Dans son premier album en tant que soliste, Christine Wu propose un récital assez ardu, au violon et à l’alto, allant du contemporain au baroque, sans réellement convaincre.
Lauréate du Berlin Prize for Young Artists, la violoniste et altiste Christine Wu n’a pas choisi la facilité pour son premier album sous son nom. Une audace à saluer même si le résultat n’est pas tout à fait à la hauteur de l’ambition.
Recollection(s) (Souvenir(s) en français), se veut une réflexion sur la mémoire et le temps à travers un récital au violon mais également à l’alto solo, partant du plus contemporain (Joan Tower, Jeffrey Mumford, Kaija Saariaho) pour arriver au baroque (Johann Sebastian Bach), en passant par le modernisme le plus âpre (Igor Stravinsky et Mieczysław Weinberg). Un récital exigeant donc, où Christine Wu révèle l’excellence de sa sonorité, ample et précise, aussi bien au violon qu’à l’alto, mais trop souvent bridée par l’envie de bien faire.

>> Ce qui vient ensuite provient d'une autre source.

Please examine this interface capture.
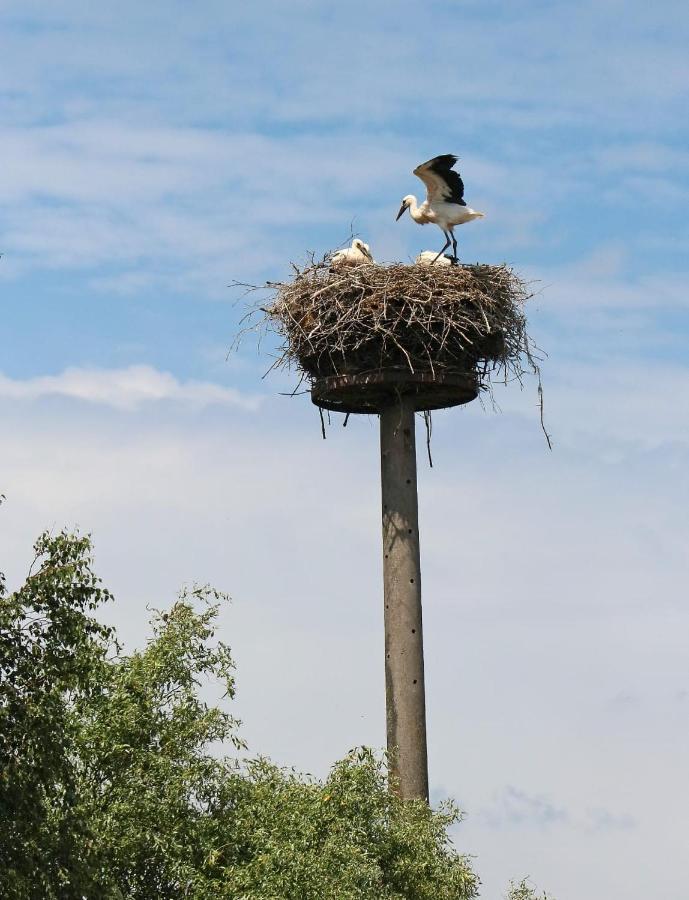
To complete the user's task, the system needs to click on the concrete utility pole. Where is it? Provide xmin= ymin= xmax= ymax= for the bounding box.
xmin=380 ymin=396 xmax=428 ymax=801
xmin=311 ymin=369 xmax=478 ymax=801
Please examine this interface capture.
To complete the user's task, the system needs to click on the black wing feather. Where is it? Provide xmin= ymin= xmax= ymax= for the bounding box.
xmin=426 ymin=153 xmax=466 ymax=206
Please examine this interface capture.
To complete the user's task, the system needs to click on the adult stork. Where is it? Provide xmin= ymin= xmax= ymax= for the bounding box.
xmin=397 ymin=153 xmax=483 ymax=265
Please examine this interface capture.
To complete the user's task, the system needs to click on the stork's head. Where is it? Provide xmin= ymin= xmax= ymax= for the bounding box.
xmin=352 ymin=238 xmax=373 ymax=259
xmin=395 ymin=194 xmax=414 ymax=221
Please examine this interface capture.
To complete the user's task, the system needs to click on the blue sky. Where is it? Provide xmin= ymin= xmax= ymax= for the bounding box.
xmin=0 ymin=0 xmax=689 ymax=900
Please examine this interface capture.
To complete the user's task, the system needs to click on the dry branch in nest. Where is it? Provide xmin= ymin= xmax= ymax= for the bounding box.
xmin=239 ymin=257 xmax=538 ymax=400
xmin=236 ymin=256 xmax=551 ymax=447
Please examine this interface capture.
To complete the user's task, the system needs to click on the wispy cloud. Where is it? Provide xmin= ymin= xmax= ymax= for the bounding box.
xmin=475 ymin=785 xmax=570 ymax=828
xmin=0 ymin=366 xmax=259 ymax=411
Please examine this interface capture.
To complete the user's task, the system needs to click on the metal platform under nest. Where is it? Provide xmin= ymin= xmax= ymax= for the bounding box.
xmin=311 ymin=369 xmax=479 ymax=414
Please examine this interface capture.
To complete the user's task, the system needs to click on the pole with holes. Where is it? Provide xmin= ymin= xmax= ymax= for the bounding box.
xmin=380 ymin=396 xmax=428 ymax=801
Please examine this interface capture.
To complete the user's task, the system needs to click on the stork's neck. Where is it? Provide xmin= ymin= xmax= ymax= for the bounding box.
xmin=409 ymin=194 xmax=426 ymax=223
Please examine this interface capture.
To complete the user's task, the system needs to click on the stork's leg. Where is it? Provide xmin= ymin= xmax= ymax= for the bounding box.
xmin=431 ymin=228 xmax=451 ymax=265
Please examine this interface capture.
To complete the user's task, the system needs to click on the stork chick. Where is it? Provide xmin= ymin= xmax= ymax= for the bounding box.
xmin=397 ymin=153 xmax=484 ymax=265
xmin=330 ymin=238 xmax=374 ymax=269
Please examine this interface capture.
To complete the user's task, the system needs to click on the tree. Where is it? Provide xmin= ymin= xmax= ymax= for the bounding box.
xmin=0 ymin=533 xmax=552 ymax=900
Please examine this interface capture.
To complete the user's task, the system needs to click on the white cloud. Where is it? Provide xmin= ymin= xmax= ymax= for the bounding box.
xmin=0 ymin=365 xmax=259 ymax=410
xmin=0 ymin=360 xmax=689 ymax=900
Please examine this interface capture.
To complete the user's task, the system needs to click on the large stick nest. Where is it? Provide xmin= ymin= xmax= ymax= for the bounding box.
xmin=249 ymin=258 xmax=538 ymax=388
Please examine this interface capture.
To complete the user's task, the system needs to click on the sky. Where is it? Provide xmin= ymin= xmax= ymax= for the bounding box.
xmin=0 ymin=0 xmax=689 ymax=900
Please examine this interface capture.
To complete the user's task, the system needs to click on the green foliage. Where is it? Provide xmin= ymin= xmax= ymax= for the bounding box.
xmin=507 ymin=878 xmax=553 ymax=900
xmin=0 ymin=534 xmax=109 ymax=898
xmin=0 ymin=533 xmax=535 ymax=900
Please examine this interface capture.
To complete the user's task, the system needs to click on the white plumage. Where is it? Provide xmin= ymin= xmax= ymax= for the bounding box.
xmin=397 ymin=153 xmax=484 ymax=264
xmin=330 ymin=238 xmax=374 ymax=269
xmin=414 ymin=250 xmax=452 ymax=266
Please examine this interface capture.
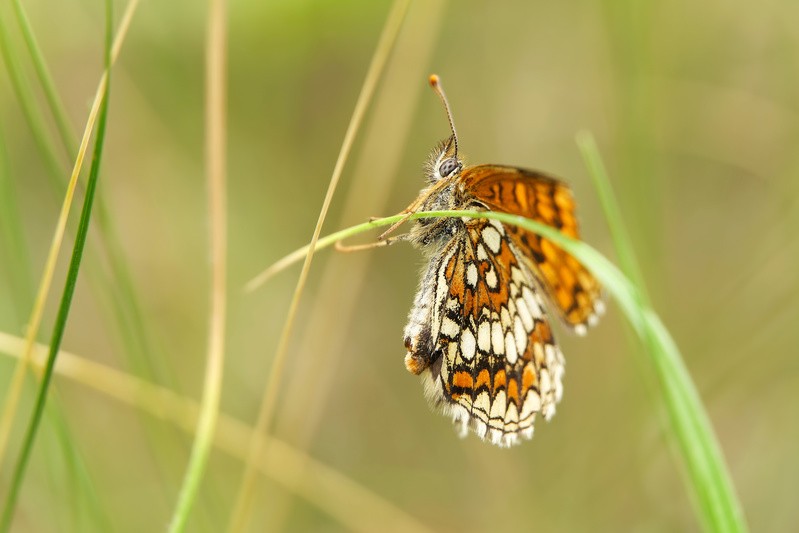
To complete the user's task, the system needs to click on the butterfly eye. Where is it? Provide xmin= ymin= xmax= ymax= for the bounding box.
xmin=438 ymin=157 xmax=458 ymax=178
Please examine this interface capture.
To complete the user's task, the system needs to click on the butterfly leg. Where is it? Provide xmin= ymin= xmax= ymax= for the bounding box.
xmin=336 ymin=233 xmax=408 ymax=253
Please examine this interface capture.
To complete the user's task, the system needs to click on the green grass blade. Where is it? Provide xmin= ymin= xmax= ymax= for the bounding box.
xmin=247 ymin=203 xmax=747 ymax=532
xmin=0 ymin=0 xmax=112 ymax=533
xmin=11 ymin=0 xmax=78 ymax=158
xmin=0 ymin=13 xmax=64 ymax=191
xmin=169 ymin=0 xmax=228 ymax=533
xmin=577 ymin=132 xmax=746 ymax=531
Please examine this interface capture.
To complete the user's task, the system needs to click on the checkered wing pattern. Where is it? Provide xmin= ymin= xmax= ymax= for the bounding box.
xmin=405 ymin=219 xmax=564 ymax=446
xmin=460 ymin=165 xmax=604 ymax=334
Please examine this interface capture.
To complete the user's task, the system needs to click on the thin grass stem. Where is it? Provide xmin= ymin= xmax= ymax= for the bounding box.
xmin=228 ymin=0 xmax=410 ymax=533
xmin=0 ymin=0 xmax=113 ymax=533
xmin=169 ymin=0 xmax=227 ymax=533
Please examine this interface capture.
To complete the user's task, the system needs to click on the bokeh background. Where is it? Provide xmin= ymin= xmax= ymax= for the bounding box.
xmin=0 ymin=0 xmax=799 ymax=532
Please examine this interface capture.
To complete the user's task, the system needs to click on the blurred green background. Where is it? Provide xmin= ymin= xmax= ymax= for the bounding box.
xmin=0 ymin=0 xmax=799 ymax=532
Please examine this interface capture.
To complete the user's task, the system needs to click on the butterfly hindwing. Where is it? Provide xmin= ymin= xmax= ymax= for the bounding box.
xmin=405 ymin=219 xmax=564 ymax=446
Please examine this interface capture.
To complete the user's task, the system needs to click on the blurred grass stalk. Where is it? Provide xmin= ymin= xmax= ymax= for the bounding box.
xmin=169 ymin=0 xmax=227 ymax=533
xmin=0 ymin=331 xmax=429 ymax=533
xmin=247 ymin=142 xmax=747 ymax=532
xmin=227 ymin=0 xmax=410 ymax=533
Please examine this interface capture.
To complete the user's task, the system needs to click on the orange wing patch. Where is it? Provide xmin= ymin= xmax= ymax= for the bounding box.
xmin=461 ymin=165 xmax=604 ymax=334
xmin=405 ymin=216 xmax=564 ymax=446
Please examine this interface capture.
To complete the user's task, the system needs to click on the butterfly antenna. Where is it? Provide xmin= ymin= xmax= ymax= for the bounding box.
xmin=430 ymin=74 xmax=458 ymax=158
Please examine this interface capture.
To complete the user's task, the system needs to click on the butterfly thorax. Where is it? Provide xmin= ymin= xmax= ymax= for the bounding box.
xmin=409 ymin=137 xmax=485 ymax=255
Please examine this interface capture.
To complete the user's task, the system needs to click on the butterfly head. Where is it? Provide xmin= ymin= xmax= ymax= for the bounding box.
xmin=427 ymin=135 xmax=463 ymax=183
xmin=427 ymin=74 xmax=463 ymax=183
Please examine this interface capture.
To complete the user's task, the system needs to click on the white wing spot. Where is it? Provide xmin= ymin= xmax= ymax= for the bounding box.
xmin=461 ymin=329 xmax=476 ymax=361
xmin=474 ymin=391 xmax=491 ymax=415
xmin=482 ymin=226 xmax=502 ymax=254
xmin=516 ymin=298 xmax=533 ymax=331
xmin=441 ymin=316 xmax=461 ymax=339
xmin=477 ymin=320 xmax=491 ymax=352
xmin=522 ymin=286 xmax=542 ymax=320
xmin=513 ymin=316 xmax=528 ymax=354
xmin=505 ymin=331 xmax=519 ymax=365
xmin=491 ymin=322 xmax=505 ymax=355
xmin=466 ymin=263 xmax=477 ymax=287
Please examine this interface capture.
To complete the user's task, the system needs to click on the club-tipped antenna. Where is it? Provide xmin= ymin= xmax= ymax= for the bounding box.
xmin=430 ymin=74 xmax=458 ymax=158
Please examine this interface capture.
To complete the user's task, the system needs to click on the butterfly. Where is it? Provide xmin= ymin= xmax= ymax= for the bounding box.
xmin=390 ymin=75 xmax=604 ymax=447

Il est vrai qu’il n’est pas facile de se « lâcher » dans un programme aussi ardu. Le Wild Purple de Joan Tower (née en 1938) qui ouvre l’album est une pièce débridée et sauvage pour alto, où la notion de « mémoire » semble bien fluctuante. L’austère Noctune pour violon composé en 1994 par Kaija Saariaho (1952-2023) est bien une œuvre sur la mémoire. En l’occurrence celle du compositeur Witold Lutoslawski, disparu l’année de composition de cette pièce demandant une extrême concentration. Christine Wu est beaucoup plus à l’aise dans ces instants de pure poésie. Avouons n’avoir guère été ému par Eight Musings…Revisiting Memories (2005) pour violon de Jeffrey Mumford (né en 1955). Le compositeur américain revisite sa propre mémoire à travers huit miniatures, variations sur ses œuvres passées. C’est assez théorique et épuisant, la violoniste devant elle-même se débattre avec moult doubles harmoniques et triples cordes. Retour à l’austérité avec l’Elegy pour alto d’Igor Stravinsky. Cette pièce émouvante est aussi un hommage à la mémoire de Bach à travers sa fugue centrale.
Le disque s’achève sur deux œuvres nettement plus consistantes. Tout d’abord la Sonate pour alto n°2 op.123 de Mieczysław Weinberg. Le compositeur russe d’origine polonaise interroge dans cette œuvre tardive (composée en 1978) sa propre mémoire, celle de l’anéantissement de sa famille dans la Shoah, son emprisonnement dans les geôles russes. Il n’y a donc guère de lumière dans cette sonate âpre tournant avec insistance autour d’une même formule rythmique. Christine Wu se révèle une interprète aussi sévère que l’œuvre, là où un peu de respiration aurait été nécessaire.
La même critique est à faire pour la célèbre Chaconne de la Partita n°2 pour violon de Johann Sebastian Bach qui clôture l’album. L’œuvre est un chemin de spiritualité, une véritable cathédrale pour archet et quatre cordes, amenant à la transcendance. Propre, correcte, la version de Christine Wu n’offre aucune aspérité, parfaite dans sa scolaire évidence. Mais de transcendance, point. Dommage pour un premier album qui révèle un indéniable talent, une belle sonorité, mais qui devra encore un peu murir.